Meu pai se levantava apenas para pegar os talheres, ajeitando-o.
Em alguns minutos a minha mãe saía da cozinha, trazendo consigo alguns recipientes com comida. Assim que ela os dispunha na mesa, a mesma se sentava.
— Bom apetite. — Minha mãe dizia.
E assim começávamos a comer. Estava um silêncio prazeroso nos primeiros minutos, algo raro de acontecer. Meu pai sempre achava uma maneira de me colocar para baixo por conta de notas ou algo parecido, porém aparentemente ele não achou nada no qual me desmerecer hoje, ainda.
— Como foi o seu dia, Marie? — Meu pai perguntava, enquanto já lançava outra garfada na comida.
— Foi bom, querido. Fui no centro comprar algumas coisas para fazer cookies e os levar na igreja Domingo. — Ela parava por um momento para comer. — Conheci algumas de nossas vizinhas também, uma delas tem uma filha da idade do Daniel, a Aria, uma doçura de garota.
Já sabia onde aquela conversa iria acabar.

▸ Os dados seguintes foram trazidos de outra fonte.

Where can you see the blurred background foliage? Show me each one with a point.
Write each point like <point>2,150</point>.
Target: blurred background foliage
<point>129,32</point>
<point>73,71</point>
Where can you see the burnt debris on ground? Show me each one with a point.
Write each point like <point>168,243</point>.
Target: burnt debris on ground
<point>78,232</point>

— Aria? Nome bonito. — Meu pai afirmava. — Não quer conhecê-la, Daniel?
Por mais que eu queira ser o mais grosso possível com ele, não iria conseguir desmerecer a minha mãe.
— Uhum. — Concordei, sem tirar os olhos do prato.
— Já está na hora de namorar, não acha, Daniel? — Meu pai provocava. — Nessa idade eu e a sua mãe já estávamos saindo.
Não sei a razão desse desejo do meu pai de me provocar, ele sempre achava um motivo. Sempre.
— Estou bem assim. — Respondi seco.
— Amor próprio é mais do que suficiente. O Dan não precisa de ninguém para estar feliz — Afirmou a minha mãe. — E eram outros tempos, Joseph.
— Se você diz. — A única maneira de fazer meu pai se silenciar era caso a minha mãe entrasse na conversa, sinto que só ela consegue obter respeito vindo dele.
A paz se compunha novamente, fazendo com que eu voltasse a comer em paz.
Pelo menos por alguns minutos.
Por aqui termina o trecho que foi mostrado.